Amel s'est redressé. Il regarde encore le ciel.

Les rayons du soleil jouent avec des nuages tout fins. Ca leur donne un aspect de longs fils de laine vaporeux. Le vent s'est levé, ce qui ne présage rien de bon. Les Anciens disent qu'il y aura un orage, ce soir. C'est aussi pour ça, que je cherchais Amel, au lieu de le laisser tranquille.

Je regarde un moment l'horizon où apparaissent quelques rares arbres aux minuscules feuilles. Puis, je tente doucement :

— Tu sais, Mamlal et Padal s'inquiètent...

Il ne dit toujours rien, mais je m'y attendais. Amel ne parle pas. Certains disent qu'il fait exprès. La plupart le traitent d'imbécile, d'idiot, d'arriéré... et je ne préfère pas répéter toutes les autres horreurs que j'entends. Dans le meilleur des cas, on le regarde avec pitié. Moi, je pense que c'est eux qui ne comprennent rien : mon petit frère parlera le jour où il aura quelque chose d'intéressant à dire. Pas comme nous tous.
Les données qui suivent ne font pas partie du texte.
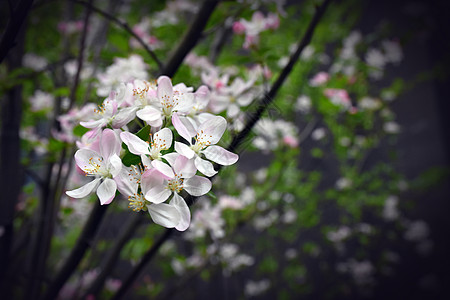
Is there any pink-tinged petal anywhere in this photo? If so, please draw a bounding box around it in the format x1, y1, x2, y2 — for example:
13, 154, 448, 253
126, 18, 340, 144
170, 193, 191, 231
175, 142, 195, 159
194, 156, 217, 177
183, 175, 211, 196
144, 185, 172, 204
75, 149, 107, 175
120, 131, 150, 155
103, 98, 118, 118
153, 127, 173, 150
136, 106, 162, 127
97, 178, 117, 205
114, 167, 139, 197
198, 116, 227, 144
202, 146, 239, 166
172, 113, 196, 144
80, 119, 108, 128
194, 85, 211, 107
141, 167, 164, 195
172, 155, 197, 178
237, 93, 254, 106
100, 128, 122, 162
156, 76, 173, 106
209, 94, 230, 114
161, 152, 180, 169
152, 160, 175, 179
141, 154, 152, 169
173, 93, 194, 113
227, 103, 241, 118
111, 107, 137, 128
66, 178, 100, 199
147, 203, 180, 228
108, 154, 123, 177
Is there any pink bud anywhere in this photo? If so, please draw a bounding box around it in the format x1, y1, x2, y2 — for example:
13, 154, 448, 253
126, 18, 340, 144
233, 21, 245, 34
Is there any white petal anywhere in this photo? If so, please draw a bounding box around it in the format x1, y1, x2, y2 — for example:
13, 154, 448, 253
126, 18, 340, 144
156, 76, 173, 107
114, 167, 139, 197
97, 178, 117, 205
153, 127, 173, 150
147, 203, 180, 228
198, 116, 227, 144
136, 106, 162, 127
108, 154, 123, 177
172, 155, 197, 178
75, 149, 107, 175
152, 160, 175, 179
170, 193, 191, 231
80, 119, 108, 128
175, 142, 195, 159
183, 175, 211, 196
194, 156, 217, 177
144, 185, 172, 204
120, 131, 150, 155
172, 113, 197, 144
100, 128, 122, 162
66, 178, 100, 199
141, 165, 164, 195
202, 146, 239, 166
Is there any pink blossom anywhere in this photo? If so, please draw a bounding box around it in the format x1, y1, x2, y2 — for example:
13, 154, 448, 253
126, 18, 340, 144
309, 72, 330, 86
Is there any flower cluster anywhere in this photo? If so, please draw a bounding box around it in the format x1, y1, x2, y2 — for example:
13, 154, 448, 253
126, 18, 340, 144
66, 76, 238, 231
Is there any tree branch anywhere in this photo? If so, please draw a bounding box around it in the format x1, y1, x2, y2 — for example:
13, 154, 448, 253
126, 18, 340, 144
43, 201, 108, 300
160, 0, 219, 77
108, 0, 331, 300
72, 0, 162, 69
0, 0, 33, 64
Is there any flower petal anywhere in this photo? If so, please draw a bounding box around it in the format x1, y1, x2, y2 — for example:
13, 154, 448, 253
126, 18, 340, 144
75, 149, 107, 175
97, 178, 117, 205
183, 175, 211, 196
202, 146, 239, 166
170, 193, 191, 231
108, 154, 123, 177
152, 160, 175, 179
153, 127, 173, 150
136, 106, 162, 127
172, 113, 197, 144
194, 156, 217, 177
147, 203, 181, 228
66, 178, 100, 199
198, 116, 227, 144
175, 142, 195, 159
156, 76, 173, 107
111, 107, 137, 128
144, 185, 172, 204
120, 131, 150, 155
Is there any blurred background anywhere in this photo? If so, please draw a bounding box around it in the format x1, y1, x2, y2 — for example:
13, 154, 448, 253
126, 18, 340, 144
0, 0, 450, 299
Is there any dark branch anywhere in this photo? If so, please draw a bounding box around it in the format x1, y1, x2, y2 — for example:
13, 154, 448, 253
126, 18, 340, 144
160, 0, 219, 77
0, 0, 33, 64
72, 0, 162, 70
43, 201, 108, 300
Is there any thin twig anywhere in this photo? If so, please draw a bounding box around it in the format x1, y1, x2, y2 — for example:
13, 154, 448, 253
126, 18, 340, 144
0, 0, 33, 64
71, 0, 162, 69
160, 0, 219, 77
228, 0, 331, 152
112, 228, 175, 300
68, 0, 93, 110
107, 0, 331, 300
43, 201, 108, 300
82, 213, 142, 299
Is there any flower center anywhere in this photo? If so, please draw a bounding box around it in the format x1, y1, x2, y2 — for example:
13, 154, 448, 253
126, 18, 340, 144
128, 194, 145, 212
167, 174, 183, 193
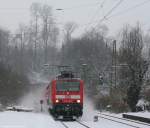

Je joue avec une longue fleur aux pétales rouges orangés. Sa tige aux feuilles lancéolées s'enroule autour de mes doigts. Je cherche le meilleur moyen d'aborder le sujet du passage sans brusquer mon petit frère.

— Je sais que tu n'aimes pas le parcours.

Il s'allonge à nouveau dans l'herbe, mais sur le ventre, cette fois. Je vois son visage tourné vers le sol se crisper. J'espère qu'il ne va pas se fâcher. C'est difficile de le convaincre de se calmer, après !

— Je voudrais t'aider à l'aimer... Mais il faudrait que tu me dises comment faire.

Je vois ses petits poings qui se crispent. Il enfouit son nez dans l'herbe et ferme les yeux.